Four Essential Functions of the Church

Blog Post 10-17-18

One of the unexpected gifts of church planting is the often-forced opportunity to think critically and prayerfully over the most basic functions and purposes of the church. At every turn we have the opportunity to search the Scriptures and evaluate our cultural context to make informed, gospel-centered decisions.

In our church planting journey we have stripped away about every loose-end and unnecessary function of the church for a singular reason: to focus on the essentials of corporate gospel ministry. Just as a house builder cannot begin construction of the wood frame until the foundation is poured, level, and dried, we too cannot begin to build the programs or ministries of our church until the foundation is cured and set in place.

I believe that Acts 2:42 reveals the blueprints for a healthy, remarkably simple, and easy to replicate foundation for every church community. Here, we find a brief description of the early church, only a few days following the outpouring of the Holy Spirit on all believers at Pentecost. This was a miraculous mass-conversion moment and suddenly thousands of new believers were beginning to organize themselves into smaller, local gatherings called an ekklesia, or “church”. In Acts 2:42, we read what these first believers devoted themselves to as four essential functions in their new communities.

“All the believers devoted themselves to the apostles’ teaching, and to fellowship, and to sharing in meals (including the Lord’s Supper), and to prayer.” (Acts 2:42, NLT)

1. Teaching

These new believers knew they had been given a life transformational message in Jesus Christ through the ministry of the apostles.

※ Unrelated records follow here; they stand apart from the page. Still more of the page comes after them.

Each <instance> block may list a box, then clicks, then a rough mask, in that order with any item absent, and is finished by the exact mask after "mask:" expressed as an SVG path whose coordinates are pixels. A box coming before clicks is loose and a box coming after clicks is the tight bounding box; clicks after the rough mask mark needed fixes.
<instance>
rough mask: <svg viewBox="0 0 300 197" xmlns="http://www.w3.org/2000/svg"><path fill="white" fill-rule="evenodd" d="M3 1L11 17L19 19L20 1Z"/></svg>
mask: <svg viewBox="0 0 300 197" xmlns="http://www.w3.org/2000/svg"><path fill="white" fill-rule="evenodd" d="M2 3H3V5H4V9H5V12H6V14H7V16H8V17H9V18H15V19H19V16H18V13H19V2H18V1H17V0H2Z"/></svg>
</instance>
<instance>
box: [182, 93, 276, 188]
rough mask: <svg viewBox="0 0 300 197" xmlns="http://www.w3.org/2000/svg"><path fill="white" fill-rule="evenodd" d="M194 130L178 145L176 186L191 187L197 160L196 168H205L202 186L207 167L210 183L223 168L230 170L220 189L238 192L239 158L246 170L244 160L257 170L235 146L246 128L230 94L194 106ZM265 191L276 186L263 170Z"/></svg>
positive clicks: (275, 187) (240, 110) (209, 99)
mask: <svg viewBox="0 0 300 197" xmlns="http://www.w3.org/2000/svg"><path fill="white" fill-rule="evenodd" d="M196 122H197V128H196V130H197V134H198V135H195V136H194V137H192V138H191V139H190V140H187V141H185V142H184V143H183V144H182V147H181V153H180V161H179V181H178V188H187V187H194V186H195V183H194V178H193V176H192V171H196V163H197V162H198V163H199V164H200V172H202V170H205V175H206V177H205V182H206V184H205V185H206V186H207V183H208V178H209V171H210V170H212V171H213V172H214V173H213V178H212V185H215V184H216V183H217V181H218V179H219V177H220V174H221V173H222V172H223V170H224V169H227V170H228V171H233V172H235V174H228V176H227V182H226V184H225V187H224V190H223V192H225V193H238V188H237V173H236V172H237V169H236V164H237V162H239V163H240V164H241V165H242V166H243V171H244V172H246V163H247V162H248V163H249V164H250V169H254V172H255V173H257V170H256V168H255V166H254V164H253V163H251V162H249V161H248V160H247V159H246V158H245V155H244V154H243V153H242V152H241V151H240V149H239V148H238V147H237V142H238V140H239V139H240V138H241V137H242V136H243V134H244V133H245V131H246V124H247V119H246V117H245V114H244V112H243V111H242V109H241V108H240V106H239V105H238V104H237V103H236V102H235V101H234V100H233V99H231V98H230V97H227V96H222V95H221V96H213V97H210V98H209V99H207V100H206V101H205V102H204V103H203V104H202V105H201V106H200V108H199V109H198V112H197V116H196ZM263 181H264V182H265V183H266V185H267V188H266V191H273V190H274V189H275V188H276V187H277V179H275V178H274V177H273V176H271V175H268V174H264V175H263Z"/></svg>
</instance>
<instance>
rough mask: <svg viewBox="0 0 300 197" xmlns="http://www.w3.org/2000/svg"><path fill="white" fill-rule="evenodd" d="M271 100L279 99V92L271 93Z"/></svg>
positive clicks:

Since each of the apostles had personally lived with and been students of Jesus Christ including witnesses of his death, resurrection, and ascension, they were by default the trusted source and teachers. But what exactly did the apostles teach? The gospel and mission. Just as Jesus was sent to share the gospel message, He also taught what it meant to live a life on mission for His Kingdom. Even in His final words to the apostles, Jesus instructed them to teach these very things to the world (see Matthew 28:18-20 and Acts 1:8). The apostles simply continued the teaching of Jesus, gospel & mission, and it was this teaching that the early churches were devoted to.

2. Fellowship

The early believers also emphasized fellowship with one another. They not only enjoyed each other’s company, but they intimately knew one another. They shared life, joys, sorrows, trials, and successes in the context of authentic relationships. They knew the names of one another’s children, they knew their family background, the nature of their business dealings, and their favorite hobbies. Superficial conversations around the weather, their favorite sports teams, and complaining about local politics was not of interest. To be in fellowship meant to be in deep and authentic relationship with one another.

3. Communion

Most Bible translations here will read “the breaking of bread”. The NLT here helps with an interpretive question by reading as, “sharing in meals (including the Lord’s Supper)”. To break bread with others was the formal act of communing with one another over a meal. It too was an act of relational intimacy. In the church, we often speak of communion as a formal ordinance of the church known as the Lord’s Supper. The same was for the New Testament church, but not exclusive from one another. In other words, communion was practiced both ways. Whether they participated in a formal breaking of bread and drinking of wine in remembrance of Christ or the sharing of a simple meal among fellow believers, both were acts of communing with one another and in their union with Jesus Christ. In our church plant we have opted to practice a traditional Lord’s Supper at each of our weekly gatherings along with the occasional sharing of meals together.

4. Prayer

Finally, the fourth essential function to a healthy gospel ministry is prayer. Whether these are formal prayers, spontaneous, elder-led, or personal, this is a natural expression of a local community of believers. Our individual and corporate intercession with the Father, in the Spirit, by way of the Son, is the satisfying experience that every believer is blessed to participate in. The veil that was once in place to separate us from our sin and God’s holiness has been torn because of Christ, and now we can approach our great heavenly Father with our joys, fears, and requests in prayer. This is where the great power of the church is found. In their collective prayers for one another, their communities, and the world.